The Eye of the Euro-Storm
The European project is in deep crisis. Angela Merkel’s ban on the short selling of Eurobonds in Germany is symptomatic of the European political elite’s lack of a coherent response to the crisis, just as was the confused ‘shock and awe’ bailout ten days ago. Ironically, the financial markets have recognised this confusion by redoubling its bets against the euro whose decline comes increasingly to resemble a death spiral. At the heart of the turmoil is the financial crisis of 2008-09, the full economic implications of which are still unfolding in Europe, including Britain, and the United States. At the heart of the turmoil is a simple question: will the crisis be paid for by capital or by labour?
At one level, of course, the argument appears to be about ‘sound finance’ and regulating speculative markets. Many in Berlin, Brussels and Bardonecchio believe that a combination of more regulation and tighter fiscal discipline will do the trick. Doubtless there is a convincing case to be made for bringing financial markets under greater public scrutiny and banning their more outrageous practices. Over-the-counter sales of credit default swaps and similar instruments need to be registered in a single purpose-designed market; the proliferation of untraceable operations by hedge funds, of Enron-style creative accounting to fool investors and of ever more complex scams to the dodge tax authorities must be stopped. Brussels is right to pursue such goals, whatever the opposition from the City of London. But Ms Merkel’s ban on short selling is a little more than a fig-leaf, an appearance of resolute thinking by Germany where in reality there is nothing but economic muddle.

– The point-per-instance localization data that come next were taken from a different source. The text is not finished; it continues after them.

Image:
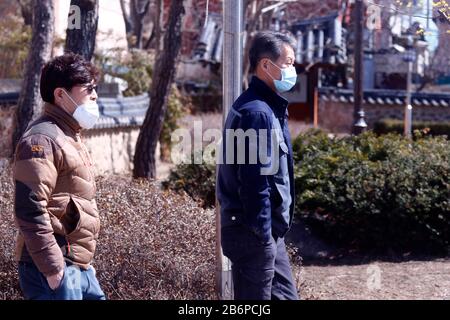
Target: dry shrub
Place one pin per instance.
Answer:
(153, 244)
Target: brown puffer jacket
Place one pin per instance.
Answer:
(55, 206)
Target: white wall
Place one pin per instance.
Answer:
(111, 27)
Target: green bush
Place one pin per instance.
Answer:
(377, 192)
(370, 192)
(385, 126)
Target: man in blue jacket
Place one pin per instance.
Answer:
(255, 184)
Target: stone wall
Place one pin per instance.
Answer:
(337, 117)
(112, 149)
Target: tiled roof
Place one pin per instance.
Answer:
(114, 112)
(387, 97)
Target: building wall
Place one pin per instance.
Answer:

Witness the recent ‘shock and awe’ package of €750bn of EU and IMF loans, about which the markets have remained sceptical while the spread between German and Club-Med Eurobonds creeps up again. Why? Although the ECB is now buying these Eurobonds once more, in truth, no fundamental change has been made to the Eurozone’s economic arrangements. In the absence of a central Euro-Treasury capable of effecting intra-zone transfers, each member state must still fund its budgetary shortfall by emitting its own bonds. As one currency strategist at Standard Bank put it: ‘.. finance ministers in the eurozone might argue that they acted to save the euro but, in reality they acted to save national bond markets – and the euro is the fall guy.’ 1
Germany has led the chorus of those who pretend that financial markets will only be appeased when a far stricter version of the Stability and Growth Pact is enacted; a European Consolidation Pact or similar containing strong penalties designed to force genuine fiscal consolidation upon all member states. Were Europe to follow this path, it would end up following the budget balancing policies first adopted by California in the infamous ‘Proposition 13’ referendum in 1978, and subsequently by other states in the US. 2 The effect of Proposition 13 was to lower taxes on the American middle class, increasing the pressure for states to cut their spending and leaving the federal government to make good part of the deficit by increasing intra-US transfers. One has only to look at the growth of poverty in the US to see who paid the cost.
Germany under Ms Merkel has recently done the same, introducing a ‘debt brake’ law in 2009 requiring the achievement of a near-balanced budget by 2016, and hoping that similar laws will be adopted by other Eurozone states. Not only does this law mark a return to pre-Keynesian economic orthodoxy, but its adoption throughout Eurozone member states would be untempered by any Treasury transfers as in the US.
The relevance of this to the current crisis is plain to see. As the banking crisis of 2008 spilled over into the real economy in 2009, it became increasingly clear that its cost could either be paid for by capital – in the form of a Tobin tax, caps on bonuses, levies on super profits, higher income tax for corporations and the super-rich and so forth – or paid for by labour in the form of budget-balancing, economic stagnation and a fall in the real wage. Europe’s political class has chosen the latter. In Europe, it is the poorer ‘Club Med’ countries who are first in line to pay. It is they who the tabloid press have deemed to be the equivalent of what Victorian Englishmen called the ‘undeserving poor’. Nor have the poor in the richer northern countries escaped. Witness two decades of high unemployment in France and Italy, and the stagnation of real wages in Germany required to prop up its unexportable growth model.
In the absence of strong economic governance (starting with a Euro-Treasury able to effect intra-Eurozone transfers), the euro is doomed. In the words of Wolfgang Münchau writing for the Financial Times:
… we will probably need what I call a minimally sufficient fiscal union. We are talking about 5 per cent of eurozone GDP, a central policy core that includes, for example, a eurozone-wide unemployment insurance system. .. If you take the view that none of this is going to happen for political reasons, then I am afraid that the consequence would be eventual failure of Europe’s monetary union.
Stronger euro-governance means ‘ever closer political union’, an idea which in the past decade has been largely discarded by Europe’s political class, whose concern is increasingly to defend ‘national’ interests at the expense of any wider European project. The financial markets know this, and they will continue to make a killing betting against the euro until they are proved wrong. Will Europe’s politicians wake up in time?